No, I don’t think so. LLMs are good at a lot of simple tasks, but bad at certain simple tasks. Moravec’s paradox in a new iteration.

It applies to humans too. Calculus is “simple” but it takes something like sixteen years to train a human to do it, if all goes well. Meanwhile, most humans think that inverse kinematics is, like, the easiest thing in the world (it’s a super complicated task).

Calculus is definitely the harder task, considering it took a species developing the cognitive capacity for symbolic reasoning for it to show up, whereas any animal can figure out how to position its limbs. Yeah, we figured out how to make CAS programs before inverse kinematics software, but that's because computers were made to solve numerical problems, not to replace the cerebella of chordates.

> Calculus is definitely the harder task,

You’re only evaluating “harder” or “easier” based on the perspective of somebody who has a mammalian brain with millions of years of selective pressure to make it suitable for solving inverse kinematics problems.
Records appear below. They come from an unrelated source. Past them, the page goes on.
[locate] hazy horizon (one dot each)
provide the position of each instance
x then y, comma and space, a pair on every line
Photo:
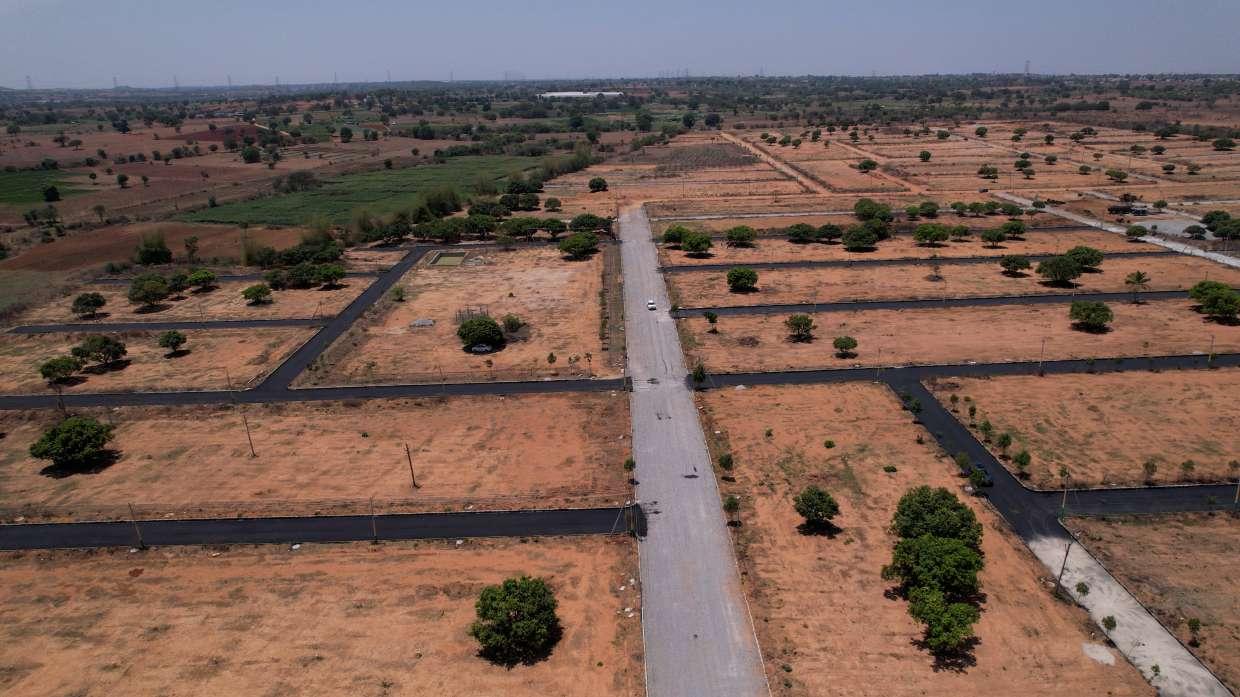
67, 45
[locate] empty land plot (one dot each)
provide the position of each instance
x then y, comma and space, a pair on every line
825, 621
699, 289
1104, 428
93, 248
1181, 567
557, 299
330, 619
223, 301
382, 192
983, 334
898, 247
210, 360
537, 452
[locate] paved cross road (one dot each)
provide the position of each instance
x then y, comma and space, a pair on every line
698, 635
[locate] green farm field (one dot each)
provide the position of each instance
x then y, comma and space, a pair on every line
382, 192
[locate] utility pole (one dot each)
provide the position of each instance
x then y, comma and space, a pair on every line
138, 532
248, 438
409, 458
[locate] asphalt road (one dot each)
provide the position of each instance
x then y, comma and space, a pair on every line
977, 301
300, 360
895, 262
698, 635
321, 528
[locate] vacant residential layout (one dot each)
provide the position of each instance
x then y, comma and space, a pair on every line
867, 356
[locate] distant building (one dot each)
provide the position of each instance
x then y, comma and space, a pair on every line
578, 94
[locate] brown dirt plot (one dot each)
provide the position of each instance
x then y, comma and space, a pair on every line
1181, 567
1104, 428
347, 619
823, 620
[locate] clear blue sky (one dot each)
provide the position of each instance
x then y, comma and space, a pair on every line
145, 42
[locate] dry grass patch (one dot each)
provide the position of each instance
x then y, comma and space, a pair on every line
537, 450
1105, 428
211, 360
332, 619
825, 621
1182, 567
982, 334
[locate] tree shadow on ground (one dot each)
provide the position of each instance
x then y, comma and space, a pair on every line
94, 465
112, 366
827, 530
151, 309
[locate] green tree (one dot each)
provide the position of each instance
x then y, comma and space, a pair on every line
859, 238
171, 340
1088, 257
149, 289
943, 563
257, 294
742, 279
949, 625
1013, 264
102, 349
579, 244
845, 346
993, 237
1137, 282
88, 304
740, 236
202, 279
816, 506
76, 443
935, 511
800, 328
480, 330
1090, 315
1059, 270
516, 621
696, 242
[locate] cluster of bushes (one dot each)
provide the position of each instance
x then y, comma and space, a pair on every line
1217, 300
316, 247
936, 562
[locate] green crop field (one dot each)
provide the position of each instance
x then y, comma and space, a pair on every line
381, 192
26, 186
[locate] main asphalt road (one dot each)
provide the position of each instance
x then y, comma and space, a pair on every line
698, 634
323, 528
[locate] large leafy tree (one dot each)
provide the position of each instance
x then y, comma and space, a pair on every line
516, 621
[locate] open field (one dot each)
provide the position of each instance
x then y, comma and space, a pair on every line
1104, 428
223, 301
92, 249
701, 289
382, 192
823, 620
557, 298
533, 452
210, 360
986, 334
1181, 567
898, 247
331, 619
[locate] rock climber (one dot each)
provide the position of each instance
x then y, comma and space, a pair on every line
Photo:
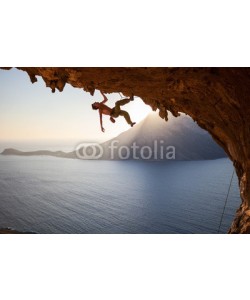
114, 112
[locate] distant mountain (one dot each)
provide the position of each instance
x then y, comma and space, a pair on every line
160, 137
152, 139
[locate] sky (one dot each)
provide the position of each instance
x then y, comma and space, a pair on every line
32, 112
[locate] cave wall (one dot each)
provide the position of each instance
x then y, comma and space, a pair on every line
216, 98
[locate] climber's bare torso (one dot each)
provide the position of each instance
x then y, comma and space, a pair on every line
104, 109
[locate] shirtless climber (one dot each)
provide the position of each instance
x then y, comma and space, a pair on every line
114, 112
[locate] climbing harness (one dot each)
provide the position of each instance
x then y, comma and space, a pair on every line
226, 201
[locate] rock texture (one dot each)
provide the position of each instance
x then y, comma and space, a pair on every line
216, 98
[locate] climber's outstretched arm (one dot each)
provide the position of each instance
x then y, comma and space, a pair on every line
100, 113
105, 99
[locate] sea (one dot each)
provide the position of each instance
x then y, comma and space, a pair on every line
42, 194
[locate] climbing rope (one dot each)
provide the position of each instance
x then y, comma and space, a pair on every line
226, 202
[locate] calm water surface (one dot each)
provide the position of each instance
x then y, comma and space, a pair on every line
54, 195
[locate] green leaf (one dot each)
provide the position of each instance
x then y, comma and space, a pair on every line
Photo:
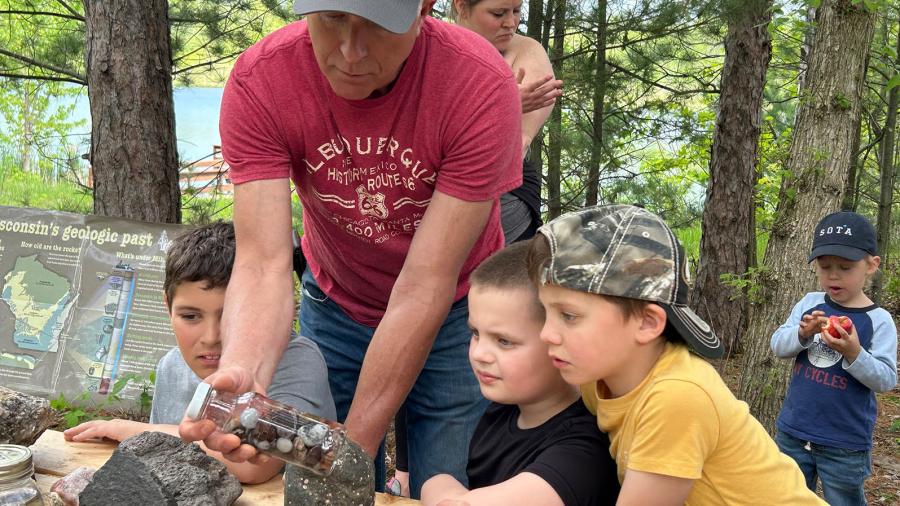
119, 385
73, 417
893, 83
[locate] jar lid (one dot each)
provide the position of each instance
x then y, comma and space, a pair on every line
197, 402
15, 462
The point here is that when we start constructing agents or tools with different architectures to ourselves, it makes sense to reevaluate notions of whether something is ‘hard’ or ‘easy’. LLMs are bad at counting not because counting is hard, but because their architecture makes it hard.

I'm evaluating them using an objective metric, which is how long each took to arise in the universe. It could have never been the case that calculus arose before inverse kinematics, because a thing like that could not interact with the real world.

Also, I suspect you're comparing dissimilar things, because in one case you're looking at a brain doing both inverse kinematics and "calculus" (sense 1), and in the other you're looking at a computer doing both inverse kinematics and "calculus" (sense 2). The kind of calculus a CAS does is not the same kind that a human does. It's less versatile, for one.

>The point here is that when we start constructing agents or tools with different architectures to ourselves, it makes sense to reevaluate notions of whether something is ‘hard’ or ‘easy’.

Well, no, because when someone says that calculus is hard and moving their arms is easy, they're not talking about how hard it was to create each functionality, they're talking about how hard it is to employ each. We would need to ask a computer how hard it thinks the tasks it does are to do.

> I'm evaluating them using an objective metric,

I don’t think the metric is at all reasonable, and the fact that it’s “objective” doesn’t make up for its other shortcomings. I don’t think we have a basis for agreement here—I think you’ve framed the argument in a way that supports a “calculus is hard” conclusion merely by defining “hard” in such a way that supports your conclusion from the start, but I think that approach is only useful as a way to win an argument, and we’ve failed to share ideas once you start using that tactic.

>I think you’ve framed the argument in a way that supports a “calculus is hard” conclusion merely by defining “hard” in such a way that supports your conclusion from the start

It seems to me you're the one who first did that by equivocating what is easier to do and what is easier to make a machine do.

>we’ve failed to share ideas once you start using that tactic

Well, I certainly don't agree with that.